Xeon - not utilising more than 32 threads

Forum to discuss and compare Hardware profiles and Benchmarking
User avatar
scole of TSBT
Boinc Major General
Boinc Major General
Posts: 5982
Joined: Mon Feb 03, 2014 2:38 pm
Location: Goldsboro, (Eastern) North Carolina, USA

#71 Re: Xeon - not utilising more than 32 threads

Post by scole of TSBT »

I would guess it has something to do with your specific application and a bottleneck with the other system resources such as disk, network or memory. What do your memory, disk and network resource stats look like with no instances of your program running and what do they look like with 1, then 2, then 3 and so on running?
Image
noetus
Boinc Corporal
Boinc Corporal
Posts: 50
Joined: Tue May 30, 2017 3:15 am

#72 Re: Xeon - not utilising more than 32 threads

Post by noetus »

The processes are compute-bound. There is very little system resources used while they are active. Disk I/O, Network I/O, and memory use are all low (the system has 32 GB of RAM and each process uses about 100 MB, about 9-10GB of RAM total, divided between the 88 processes). The processes run great on my other two systems, of 28 cores each, with either hyperthreading turned on or off. It must have something to do with the way scheduling is interacting with the NUMA nodes for >64 processes, don't you think?
User avatar
Bryan
Boinc Brigadier
Boinc Brigadier
Posts: 2621
Joined: Thu May 21, 2015 6:18 pm

#73 Re: Xeon - not utilising more than 32 threads

Post by Bryan »

I have .bat files setup to launch instances of BOINC. I'm trying to blow off the cobwebs, but I ran into a problem with making the START command inclusive to the .bat file. What works on my systems without fail is to create the .bat file that sets up the program/thread and then call a .bat file that contains the START command and points to the other .bat file. What I'm suggesting is you create the file you want to execute (filename.bat) and then call it from another command file that has the START/node/affinity filename.bat.

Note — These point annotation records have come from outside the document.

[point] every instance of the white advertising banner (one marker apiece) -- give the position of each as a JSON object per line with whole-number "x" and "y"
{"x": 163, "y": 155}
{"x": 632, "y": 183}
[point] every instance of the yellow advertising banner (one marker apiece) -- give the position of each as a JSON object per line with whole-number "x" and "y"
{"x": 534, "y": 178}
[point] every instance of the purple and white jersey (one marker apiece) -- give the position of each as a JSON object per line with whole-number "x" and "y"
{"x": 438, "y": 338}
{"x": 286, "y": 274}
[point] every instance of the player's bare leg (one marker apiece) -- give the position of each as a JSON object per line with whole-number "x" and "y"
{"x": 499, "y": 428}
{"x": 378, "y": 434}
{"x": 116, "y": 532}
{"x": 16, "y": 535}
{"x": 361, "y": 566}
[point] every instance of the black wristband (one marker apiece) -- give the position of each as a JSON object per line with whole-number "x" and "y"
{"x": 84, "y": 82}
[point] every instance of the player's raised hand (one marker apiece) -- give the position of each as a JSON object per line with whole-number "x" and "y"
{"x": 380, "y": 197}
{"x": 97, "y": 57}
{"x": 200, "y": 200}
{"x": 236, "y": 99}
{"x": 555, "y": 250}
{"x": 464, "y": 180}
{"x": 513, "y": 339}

Install ProcessLasso onto your Windows system. From there you can see where each of the threads is allowed to run. It will show the affinity. If you've set them up as 1/2 on each CPU it should show the affinity on 1/2 of them as 0-23 and the other 1/2 should show 24-43. If it doesn't then the NUMA node is not being setup correctly.
Image
User avatar
scole of TSBT
Boinc Major General
Boinc Major General
Posts: 5982
Joined: Mon Feb 03, 2014 2:38 pm
Location: Goldsboro, (Eastern) North Carolina, USA

#74 Re: Xeon - not utilising more than 32 threads

Post by scole of TSBT »

Exactly what model CPUs are these? are they retail or ES?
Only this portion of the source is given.